A soma das casas vazias, 11.397.889, e de uso ocasional, 6.672.912, supera 18 milhões, enquanto se estima que seis milhões de unidades habitacionais estejam faltando para acomodar a população sem-teto ou que vive em condições precárias.
O aumento em relação ao censo anterior, realizado em 2010, foi de 34,2% no total de domicílios existentes, que passou de 67,46 milhões para 90,69 milhões em 2022, e de 80% nos “não ocupados”, um dado difícil de justificar em um país com elevados níveis de pobreza, potenciado por um período de estagnação econômica.
Há dúvidas sobre a consistência dos resultados já divulgados pelo IBGE, cujos detalhes ainda não foram processados.
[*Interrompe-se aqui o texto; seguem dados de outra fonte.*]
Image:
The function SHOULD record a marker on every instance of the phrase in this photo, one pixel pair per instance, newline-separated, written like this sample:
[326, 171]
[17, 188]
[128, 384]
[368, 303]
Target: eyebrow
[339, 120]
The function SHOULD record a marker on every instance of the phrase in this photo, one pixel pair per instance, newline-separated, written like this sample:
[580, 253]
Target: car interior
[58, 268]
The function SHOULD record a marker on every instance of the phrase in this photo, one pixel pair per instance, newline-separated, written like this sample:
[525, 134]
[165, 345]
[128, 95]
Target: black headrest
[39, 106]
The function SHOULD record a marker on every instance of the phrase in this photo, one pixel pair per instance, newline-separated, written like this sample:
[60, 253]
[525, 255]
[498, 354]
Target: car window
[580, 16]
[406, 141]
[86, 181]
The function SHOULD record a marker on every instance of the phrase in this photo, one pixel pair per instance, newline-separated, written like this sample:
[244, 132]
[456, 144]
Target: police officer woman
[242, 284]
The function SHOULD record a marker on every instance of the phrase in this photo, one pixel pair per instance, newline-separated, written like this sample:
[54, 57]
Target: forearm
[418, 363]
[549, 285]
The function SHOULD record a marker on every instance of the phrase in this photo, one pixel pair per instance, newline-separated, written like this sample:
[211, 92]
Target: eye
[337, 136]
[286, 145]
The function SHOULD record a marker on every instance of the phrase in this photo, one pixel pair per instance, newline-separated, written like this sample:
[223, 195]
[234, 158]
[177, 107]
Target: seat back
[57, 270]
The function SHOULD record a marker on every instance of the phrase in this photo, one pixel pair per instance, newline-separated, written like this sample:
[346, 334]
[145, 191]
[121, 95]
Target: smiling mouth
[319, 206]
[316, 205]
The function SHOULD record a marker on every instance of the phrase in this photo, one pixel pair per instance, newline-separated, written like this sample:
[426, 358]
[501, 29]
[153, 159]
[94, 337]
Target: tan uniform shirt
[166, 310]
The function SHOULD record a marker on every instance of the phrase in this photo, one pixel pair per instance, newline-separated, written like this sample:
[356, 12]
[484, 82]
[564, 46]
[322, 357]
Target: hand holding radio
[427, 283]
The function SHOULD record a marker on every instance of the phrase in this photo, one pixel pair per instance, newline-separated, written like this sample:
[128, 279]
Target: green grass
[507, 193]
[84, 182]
Questiona-se principalmente o número de habitantes, que somava oficialmente 203.062.512 em 1º de agosto de 2022, quando foi iniciado o cadastramento.
Para essa data, a projeção do mesmo instituto, com base em seus dados anteriores, o país teria 214 milhões de habitantes.
O crescimento natural da população desde o censo anterior foi de 18,3 milhões. Somados aos 190,8 milhões registrados em 2010, o total de habitantes do país chegaria a 209,1 milhões, disse Alves à IPS em entrevista no Rio de Janeiro.
A partir disso, devem ser descontados cerca de dois milhões do saldo migratório negativo, causado principalmente pela recessão econômica que o Brasil sofreu entre 2014 e 2016, com mais brasileiros migrando para o exterior do que estrangeiros acolhidos no país.
Isso significaria uma população de 207 milhões de habitantes, estimativa divulgada pelo próprio IBGE em dezembro, com base em dados parciais já levantados.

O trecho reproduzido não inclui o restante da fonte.